In 1990, Dr. Richard Allan and Gloria Grow purchased a 100 acre farm in the Monteregie region of Quebec, about 20 minutes from Montreal. In 1997, the property became the not-for-profit Fauna Foundation – whose primary objective was to create a protected environment for neglected, abandoned or abused farmed and domestic animals and animals from entertainment, education and research.
Original residents included sheep, goats, chickens and a few turkeys. Shortly after, a carriage horse from Montreal named Jethro was in need of rescue from being sent to slaughter. Fauna offered him a home and its tradition of rescues was formally begun.

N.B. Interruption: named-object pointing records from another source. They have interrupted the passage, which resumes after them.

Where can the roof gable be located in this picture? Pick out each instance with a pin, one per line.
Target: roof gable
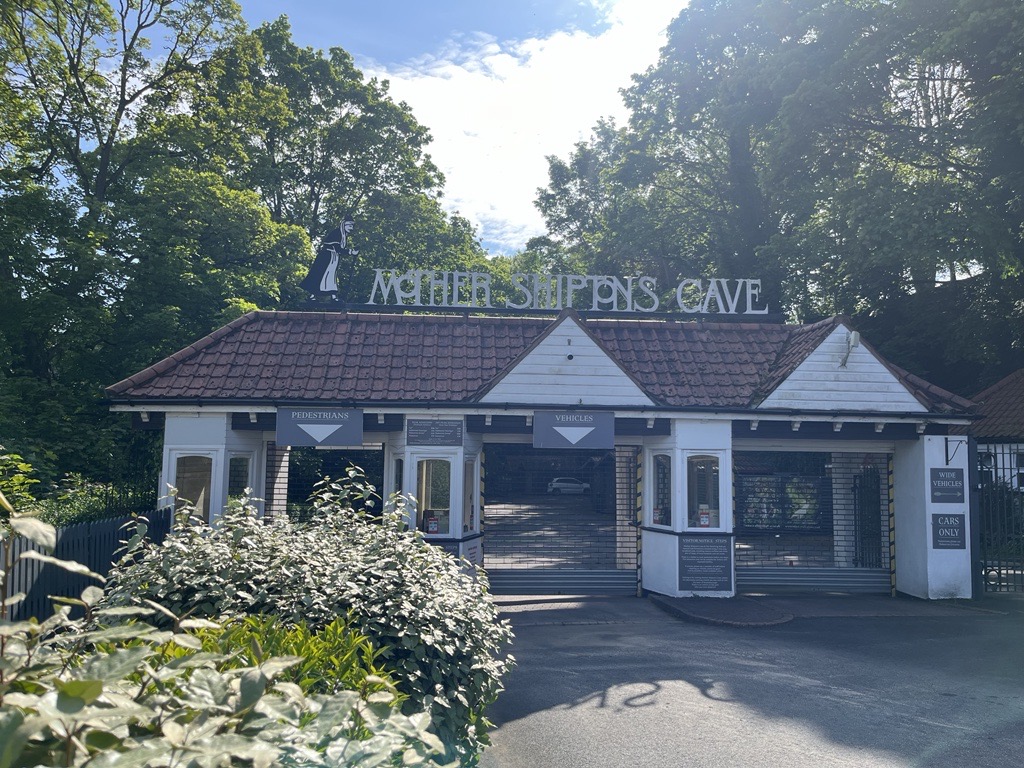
(366, 359)
(833, 375)
(566, 366)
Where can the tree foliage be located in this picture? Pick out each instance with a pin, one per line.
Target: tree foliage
(857, 157)
(164, 169)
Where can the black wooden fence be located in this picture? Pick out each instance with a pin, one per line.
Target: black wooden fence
(92, 544)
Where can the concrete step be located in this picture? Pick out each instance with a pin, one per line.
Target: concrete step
(561, 582)
(866, 581)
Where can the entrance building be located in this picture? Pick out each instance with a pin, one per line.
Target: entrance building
(571, 454)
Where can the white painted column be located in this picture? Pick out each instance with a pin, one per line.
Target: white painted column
(933, 521)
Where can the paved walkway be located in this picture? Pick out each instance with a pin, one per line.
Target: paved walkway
(850, 681)
(767, 610)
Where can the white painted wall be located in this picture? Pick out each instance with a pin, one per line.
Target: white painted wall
(659, 557)
(921, 569)
(198, 433)
(659, 563)
(821, 383)
(547, 376)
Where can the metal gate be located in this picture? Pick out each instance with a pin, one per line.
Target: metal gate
(1000, 507)
(560, 521)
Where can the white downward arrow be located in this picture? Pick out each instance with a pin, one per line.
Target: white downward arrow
(573, 434)
(320, 432)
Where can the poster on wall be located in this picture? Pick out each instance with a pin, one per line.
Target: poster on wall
(434, 431)
(706, 563)
(948, 531)
(947, 485)
(320, 427)
(573, 429)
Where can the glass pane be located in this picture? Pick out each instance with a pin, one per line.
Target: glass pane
(663, 491)
(193, 478)
(469, 498)
(238, 476)
(433, 482)
(702, 494)
(399, 471)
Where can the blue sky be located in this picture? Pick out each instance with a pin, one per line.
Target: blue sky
(501, 84)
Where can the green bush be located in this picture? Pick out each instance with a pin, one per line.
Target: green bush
(333, 658)
(77, 693)
(76, 500)
(15, 479)
(432, 621)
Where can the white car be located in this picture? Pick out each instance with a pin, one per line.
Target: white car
(567, 485)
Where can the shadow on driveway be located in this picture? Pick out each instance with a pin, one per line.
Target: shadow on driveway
(858, 682)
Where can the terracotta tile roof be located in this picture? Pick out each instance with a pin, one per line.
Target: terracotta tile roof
(369, 358)
(1001, 409)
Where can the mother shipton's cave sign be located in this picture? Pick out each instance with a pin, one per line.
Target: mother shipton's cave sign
(439, 289)
(322, 282)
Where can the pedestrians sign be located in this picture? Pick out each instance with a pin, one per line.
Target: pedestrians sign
(323, 427)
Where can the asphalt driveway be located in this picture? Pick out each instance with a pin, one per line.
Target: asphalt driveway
(616, 682)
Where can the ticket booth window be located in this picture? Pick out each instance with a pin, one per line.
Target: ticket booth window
(399, 470)
(662, 511)
(470, 513)
(194, 480)
(433, 484)
(239, 475)
(702, 500)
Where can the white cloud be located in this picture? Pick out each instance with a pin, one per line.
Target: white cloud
(497, 109)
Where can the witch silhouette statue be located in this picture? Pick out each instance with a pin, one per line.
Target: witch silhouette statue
(322, 282)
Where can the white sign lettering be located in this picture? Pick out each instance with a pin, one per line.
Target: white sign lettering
(425, 288)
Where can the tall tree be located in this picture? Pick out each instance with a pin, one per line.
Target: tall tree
(854, 155)
(162, 170)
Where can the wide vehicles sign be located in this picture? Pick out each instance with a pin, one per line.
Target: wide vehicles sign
(573, 429)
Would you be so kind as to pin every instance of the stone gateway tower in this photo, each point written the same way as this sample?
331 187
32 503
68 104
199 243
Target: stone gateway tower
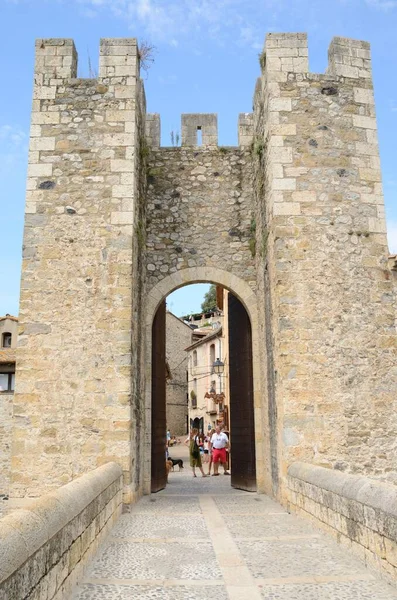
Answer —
291 222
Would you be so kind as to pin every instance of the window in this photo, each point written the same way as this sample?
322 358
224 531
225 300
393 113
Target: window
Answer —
199 136
193 394
7 382
212 355
6 340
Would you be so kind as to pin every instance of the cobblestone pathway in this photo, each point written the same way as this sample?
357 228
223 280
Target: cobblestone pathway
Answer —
199 538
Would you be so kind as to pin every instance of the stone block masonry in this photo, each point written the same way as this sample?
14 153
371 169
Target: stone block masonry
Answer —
45 547
199 211
74 393
291 221
320 220
359 512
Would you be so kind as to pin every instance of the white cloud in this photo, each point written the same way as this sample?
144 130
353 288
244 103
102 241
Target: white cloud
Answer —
392 236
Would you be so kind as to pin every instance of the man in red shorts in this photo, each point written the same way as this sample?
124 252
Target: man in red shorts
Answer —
219 443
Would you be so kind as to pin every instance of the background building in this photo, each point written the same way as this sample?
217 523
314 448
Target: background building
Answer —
178 334
208 393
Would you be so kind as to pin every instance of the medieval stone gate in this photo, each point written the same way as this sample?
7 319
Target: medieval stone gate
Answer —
291 221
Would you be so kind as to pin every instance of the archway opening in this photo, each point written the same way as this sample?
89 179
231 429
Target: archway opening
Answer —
206 399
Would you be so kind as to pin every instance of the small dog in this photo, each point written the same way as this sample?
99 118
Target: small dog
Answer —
176 461
168 467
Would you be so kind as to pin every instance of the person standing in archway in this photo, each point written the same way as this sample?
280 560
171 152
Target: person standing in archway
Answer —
194 452
219 443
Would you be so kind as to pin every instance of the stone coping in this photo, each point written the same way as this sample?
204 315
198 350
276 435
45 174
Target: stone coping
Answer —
24 531
374 494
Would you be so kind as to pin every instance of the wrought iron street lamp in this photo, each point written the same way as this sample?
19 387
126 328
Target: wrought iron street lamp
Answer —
218 367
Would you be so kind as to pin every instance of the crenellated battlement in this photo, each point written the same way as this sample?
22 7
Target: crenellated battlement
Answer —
285 53
295 212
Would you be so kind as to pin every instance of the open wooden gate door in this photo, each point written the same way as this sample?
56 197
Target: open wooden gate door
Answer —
242 427
159 425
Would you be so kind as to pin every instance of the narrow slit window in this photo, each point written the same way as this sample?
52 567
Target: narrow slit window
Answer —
199 136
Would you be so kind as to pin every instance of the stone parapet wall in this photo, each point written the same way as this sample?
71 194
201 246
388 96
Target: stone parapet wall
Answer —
45 547
360 512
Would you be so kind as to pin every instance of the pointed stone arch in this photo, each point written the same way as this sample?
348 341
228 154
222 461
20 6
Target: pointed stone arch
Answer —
247 297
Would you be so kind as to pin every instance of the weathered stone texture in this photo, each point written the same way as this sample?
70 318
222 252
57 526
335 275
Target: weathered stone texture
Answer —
292 222
358 511
178 337
323 240
6 401
46 546
73 396
199 211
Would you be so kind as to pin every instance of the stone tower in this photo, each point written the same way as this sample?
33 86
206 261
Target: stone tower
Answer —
291 221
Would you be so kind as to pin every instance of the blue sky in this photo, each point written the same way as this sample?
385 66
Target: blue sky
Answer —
206 61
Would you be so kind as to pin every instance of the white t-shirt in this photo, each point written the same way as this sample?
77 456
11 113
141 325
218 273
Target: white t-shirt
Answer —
219 440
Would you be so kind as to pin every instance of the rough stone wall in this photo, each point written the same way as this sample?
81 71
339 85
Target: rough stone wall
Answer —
323 253
178 337
7 357
73 395
358 511
200 210
45 547
6 401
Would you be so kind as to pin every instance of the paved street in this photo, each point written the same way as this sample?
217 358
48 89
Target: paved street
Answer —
199 538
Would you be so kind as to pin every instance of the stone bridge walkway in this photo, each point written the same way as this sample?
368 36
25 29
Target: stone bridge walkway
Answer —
200 539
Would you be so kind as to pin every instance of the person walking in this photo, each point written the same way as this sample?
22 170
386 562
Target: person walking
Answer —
194 452
219 443
211 433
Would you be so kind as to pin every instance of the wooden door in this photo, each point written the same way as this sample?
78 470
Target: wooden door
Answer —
242 427
159 424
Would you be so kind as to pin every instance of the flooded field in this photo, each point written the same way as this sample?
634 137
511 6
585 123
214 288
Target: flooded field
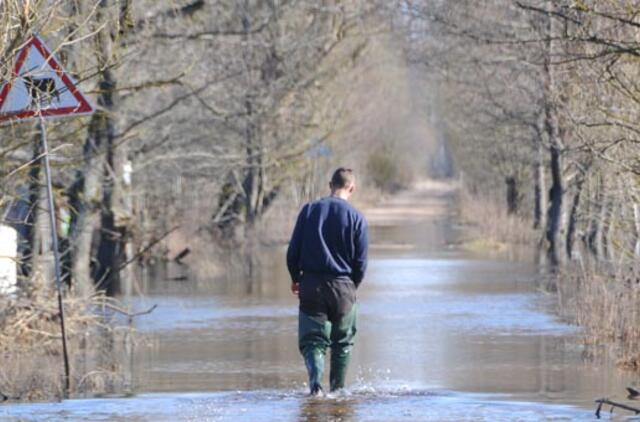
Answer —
443 336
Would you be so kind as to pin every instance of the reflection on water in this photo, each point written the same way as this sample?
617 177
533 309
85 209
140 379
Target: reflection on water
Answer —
442 336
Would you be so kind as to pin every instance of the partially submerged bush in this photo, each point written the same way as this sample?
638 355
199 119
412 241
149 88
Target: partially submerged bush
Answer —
31 347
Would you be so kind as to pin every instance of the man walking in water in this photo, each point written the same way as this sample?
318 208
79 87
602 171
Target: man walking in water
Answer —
327 258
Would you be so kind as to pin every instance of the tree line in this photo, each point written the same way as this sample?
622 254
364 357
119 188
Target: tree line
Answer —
208 113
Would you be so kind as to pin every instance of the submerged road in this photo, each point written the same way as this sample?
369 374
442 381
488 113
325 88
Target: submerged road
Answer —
443 336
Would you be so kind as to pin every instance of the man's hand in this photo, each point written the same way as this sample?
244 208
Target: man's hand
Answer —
295 288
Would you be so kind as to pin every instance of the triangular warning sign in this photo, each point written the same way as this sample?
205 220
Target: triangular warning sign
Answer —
39 86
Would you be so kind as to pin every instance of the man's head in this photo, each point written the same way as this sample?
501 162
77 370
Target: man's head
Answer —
343 183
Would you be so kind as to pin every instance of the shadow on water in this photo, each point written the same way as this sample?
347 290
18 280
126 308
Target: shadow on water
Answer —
443 336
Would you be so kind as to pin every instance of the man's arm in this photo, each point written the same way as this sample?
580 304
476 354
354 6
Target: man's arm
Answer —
293 251
361 250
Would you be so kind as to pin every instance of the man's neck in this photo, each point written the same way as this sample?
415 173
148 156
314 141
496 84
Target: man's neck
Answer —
340 193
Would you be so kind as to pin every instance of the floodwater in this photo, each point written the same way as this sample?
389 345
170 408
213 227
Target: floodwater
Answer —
443 336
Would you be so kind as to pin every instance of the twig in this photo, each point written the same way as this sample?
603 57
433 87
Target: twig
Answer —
613 404
130 315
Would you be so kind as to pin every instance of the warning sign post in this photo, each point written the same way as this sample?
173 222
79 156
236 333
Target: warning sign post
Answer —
39 88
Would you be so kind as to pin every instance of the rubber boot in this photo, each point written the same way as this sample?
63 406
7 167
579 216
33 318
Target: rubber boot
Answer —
313 340
314 361
342 340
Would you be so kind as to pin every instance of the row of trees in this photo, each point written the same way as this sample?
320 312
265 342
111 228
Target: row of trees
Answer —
208 113
540 100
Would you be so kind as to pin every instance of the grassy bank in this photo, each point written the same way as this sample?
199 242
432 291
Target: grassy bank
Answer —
599 296
31 347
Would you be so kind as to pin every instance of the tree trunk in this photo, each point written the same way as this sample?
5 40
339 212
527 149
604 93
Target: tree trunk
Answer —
556 194
513 196
92 227
573 216
539 187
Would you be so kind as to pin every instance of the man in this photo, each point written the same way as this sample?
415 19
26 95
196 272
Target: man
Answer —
327 258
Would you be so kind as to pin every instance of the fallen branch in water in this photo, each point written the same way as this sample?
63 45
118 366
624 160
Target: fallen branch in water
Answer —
130 315
613 405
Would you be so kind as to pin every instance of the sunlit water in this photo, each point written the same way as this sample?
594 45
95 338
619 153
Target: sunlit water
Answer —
443 336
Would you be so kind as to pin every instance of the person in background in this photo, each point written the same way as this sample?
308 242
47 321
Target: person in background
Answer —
327 259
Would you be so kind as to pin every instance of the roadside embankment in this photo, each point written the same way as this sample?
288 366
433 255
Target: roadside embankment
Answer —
31 347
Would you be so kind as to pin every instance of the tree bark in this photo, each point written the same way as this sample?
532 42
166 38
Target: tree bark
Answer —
556 193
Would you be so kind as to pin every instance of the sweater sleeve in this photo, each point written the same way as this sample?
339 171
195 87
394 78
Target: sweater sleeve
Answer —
361 250
295 244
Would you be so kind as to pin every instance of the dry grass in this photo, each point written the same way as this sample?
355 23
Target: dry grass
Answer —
493 227
31 347
605 303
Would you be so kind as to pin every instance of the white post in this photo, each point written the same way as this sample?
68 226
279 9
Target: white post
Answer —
8 256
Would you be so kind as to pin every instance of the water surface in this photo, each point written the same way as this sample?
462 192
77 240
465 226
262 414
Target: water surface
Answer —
443 336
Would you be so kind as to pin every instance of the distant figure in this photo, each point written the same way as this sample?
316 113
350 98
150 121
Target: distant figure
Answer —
41 89
327 258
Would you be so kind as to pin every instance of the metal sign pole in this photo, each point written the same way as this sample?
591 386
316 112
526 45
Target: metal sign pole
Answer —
56 253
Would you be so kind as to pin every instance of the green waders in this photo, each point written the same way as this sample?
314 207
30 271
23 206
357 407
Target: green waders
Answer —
327 318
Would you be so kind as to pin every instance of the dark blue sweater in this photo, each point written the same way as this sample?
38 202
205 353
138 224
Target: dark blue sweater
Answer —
330 237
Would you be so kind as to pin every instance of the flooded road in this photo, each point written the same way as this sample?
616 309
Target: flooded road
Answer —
443 336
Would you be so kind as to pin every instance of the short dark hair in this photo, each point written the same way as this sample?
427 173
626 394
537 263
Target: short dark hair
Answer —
342 178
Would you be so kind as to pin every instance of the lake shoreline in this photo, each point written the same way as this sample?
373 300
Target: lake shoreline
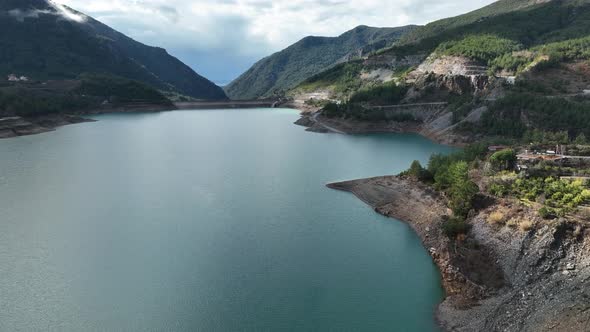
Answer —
314 121
16 126
486 276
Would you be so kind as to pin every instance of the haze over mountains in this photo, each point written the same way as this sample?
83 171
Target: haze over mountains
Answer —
311 55
45 40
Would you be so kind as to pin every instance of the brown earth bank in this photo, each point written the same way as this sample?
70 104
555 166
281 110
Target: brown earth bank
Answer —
499 277
14 126
436 129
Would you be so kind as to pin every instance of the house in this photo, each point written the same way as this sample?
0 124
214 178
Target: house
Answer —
496 148
14 78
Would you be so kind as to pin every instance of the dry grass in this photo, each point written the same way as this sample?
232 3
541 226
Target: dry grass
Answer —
512 223
497 218
525 225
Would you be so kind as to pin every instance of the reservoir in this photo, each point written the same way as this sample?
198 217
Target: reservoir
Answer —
206 221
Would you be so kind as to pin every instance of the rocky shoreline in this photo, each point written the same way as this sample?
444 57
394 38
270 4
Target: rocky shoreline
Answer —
316 122
498 278
15 126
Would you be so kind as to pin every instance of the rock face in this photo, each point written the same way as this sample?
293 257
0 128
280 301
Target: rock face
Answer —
451 65
498 278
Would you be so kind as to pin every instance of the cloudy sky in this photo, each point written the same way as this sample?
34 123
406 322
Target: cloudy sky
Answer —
221 38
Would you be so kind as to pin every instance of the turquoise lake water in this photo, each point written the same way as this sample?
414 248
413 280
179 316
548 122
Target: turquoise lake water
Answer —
206 221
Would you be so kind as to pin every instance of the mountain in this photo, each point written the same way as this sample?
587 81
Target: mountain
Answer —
45 40
504 70
309 56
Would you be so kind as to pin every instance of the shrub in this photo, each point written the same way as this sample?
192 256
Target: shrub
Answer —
455 227
504 160
496 217
417 171
547 213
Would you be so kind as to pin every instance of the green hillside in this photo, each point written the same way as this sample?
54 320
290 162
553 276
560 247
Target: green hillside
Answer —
38 41
311 55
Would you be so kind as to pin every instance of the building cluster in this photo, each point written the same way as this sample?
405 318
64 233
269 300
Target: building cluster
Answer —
15 78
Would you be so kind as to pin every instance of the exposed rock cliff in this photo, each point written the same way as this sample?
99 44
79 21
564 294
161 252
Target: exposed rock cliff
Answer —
498 278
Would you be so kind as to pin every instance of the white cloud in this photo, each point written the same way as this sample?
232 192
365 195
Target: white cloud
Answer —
251 29
257 27
58 10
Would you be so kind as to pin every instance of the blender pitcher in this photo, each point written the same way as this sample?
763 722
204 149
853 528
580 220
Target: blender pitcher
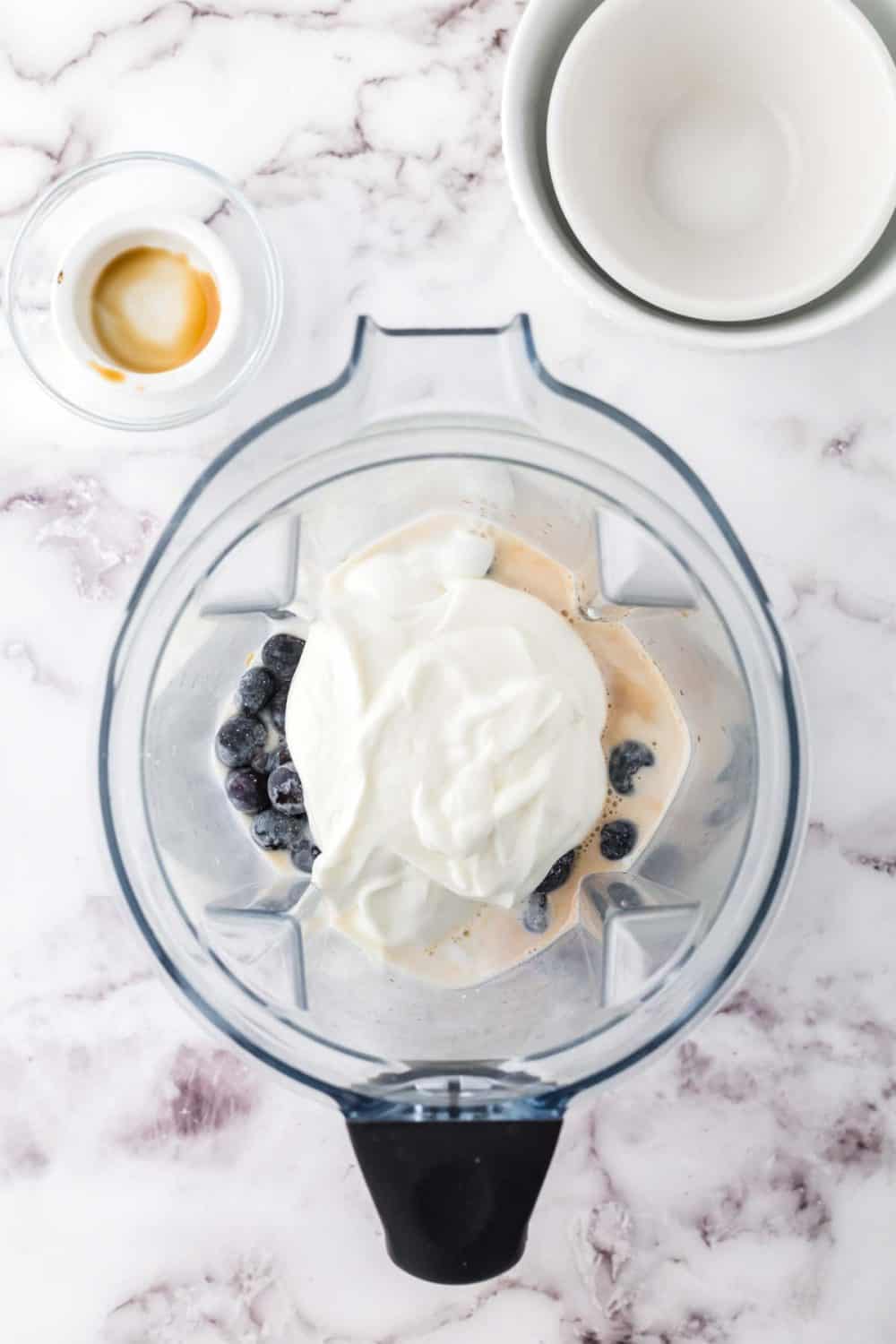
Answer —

At one point, Fauna housed more that 200 rescued animals, most of whom were from the farming industry, abandoned “pets”, animals taken from horrible situations, dogs used in veterinary school training, animals from zoos and laboratories, including monkeys and chimpanzees, and animals rescued from summer exhibits who at season’s end would have been killed.
Today, Fauna is home to about 100 animals, the result of attrition of an aging population. By city ordinance, Fauna is no longer allowed to take “exotics” and no longer accepts new residents. However, Fauna’s life long commitment to its current residents remains strong and vital.
The residents now include horses, cows, pigs, goats, ducks, geese and numerous other birds, llamas, monkeys, chimpanzees, several dogs and cats and a donkey. Each one of them has a story…a story that helps us understand the many deplorable ways in which animals are treated including their institutionalized used for food, entertainment, research and training.
Fauna’s hope is that by helping people become more aware of the plight of these wonderful individuals, we will help people change the way they see and treat other species in our world. Fauna’s mission is to not just protect animals in its own care, but to foster an attitude of respect and an ethic of compassion, care and protection toward all animals everywhere.
We hope you enjoy meeting the Fauna family.